This paper presents a new approach for Gaussian process (GP) regression for
large datasets. The approach involves partitioning the regression input domain
into multiple local regions with a different local GP model fitted in each
region. Unlike existing local partitioned GP approaches, we introduce a
technique for patching together the local GP models nearly seamlessly to ensure
that the local GP models for two neighboring regions produce nearly the same
response prediction and prediction error variance on the boundary between the
two regions. This largely mitigates the well-known discontinuity problem that
degrades the boundary accuracy of existing local partitioned GP methods.
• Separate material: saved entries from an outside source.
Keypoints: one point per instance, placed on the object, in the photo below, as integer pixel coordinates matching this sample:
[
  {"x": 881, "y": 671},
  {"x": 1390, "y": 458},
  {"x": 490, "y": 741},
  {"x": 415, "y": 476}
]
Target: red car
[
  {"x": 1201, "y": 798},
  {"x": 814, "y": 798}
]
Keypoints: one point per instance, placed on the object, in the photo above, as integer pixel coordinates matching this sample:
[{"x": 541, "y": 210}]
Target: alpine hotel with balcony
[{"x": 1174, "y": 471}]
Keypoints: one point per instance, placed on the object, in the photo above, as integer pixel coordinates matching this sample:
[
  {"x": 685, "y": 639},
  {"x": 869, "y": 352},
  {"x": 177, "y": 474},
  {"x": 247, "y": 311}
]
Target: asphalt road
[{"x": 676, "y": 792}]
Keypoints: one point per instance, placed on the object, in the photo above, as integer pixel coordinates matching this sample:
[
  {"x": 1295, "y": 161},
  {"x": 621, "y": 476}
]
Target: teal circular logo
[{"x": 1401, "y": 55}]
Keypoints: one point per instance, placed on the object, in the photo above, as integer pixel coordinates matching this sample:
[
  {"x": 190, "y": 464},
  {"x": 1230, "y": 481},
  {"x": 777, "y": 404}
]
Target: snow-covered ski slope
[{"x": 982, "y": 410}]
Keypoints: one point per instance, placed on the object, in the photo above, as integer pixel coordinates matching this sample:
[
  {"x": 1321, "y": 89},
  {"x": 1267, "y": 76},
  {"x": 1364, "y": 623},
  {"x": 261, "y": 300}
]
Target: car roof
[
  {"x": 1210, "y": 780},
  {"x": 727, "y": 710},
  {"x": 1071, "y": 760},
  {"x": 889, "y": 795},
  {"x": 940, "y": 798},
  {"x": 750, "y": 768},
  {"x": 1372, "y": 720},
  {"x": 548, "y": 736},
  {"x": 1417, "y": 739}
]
Our
main innovation is to represent the continuity conditions as additional
pseudo-observations that the differences between neighboring GP responses are
identically zero at an appropriately chosen set of boundary input locations. To
predict the response at any input location, we simply augment the actual
response observations with the pseudo-observations and apply standard GP
prediction methods to the augmented data. In contrast to heuristic continuity
adjustments, this has an advantage of working within a formal GP framework, so
that the GP-based predictive uncertainty quantification remains valid. Our
approach also inherits a sparse block-like structure for the sample covariance
matrix, which results in computationally efficient closed-form expressions for
the predictive mean and variance. In addition, we provide a new spatial
partitioning scheme based on a recursive space partitioning along local
principal component directions, which makes the proposed approach applicable
for regression domains having more than two dimensions. Using three spatial
datasets and three higher dimensional datasets, we investigate the numerical
performance of the approach and compare it to several state-of-the-art
approaches.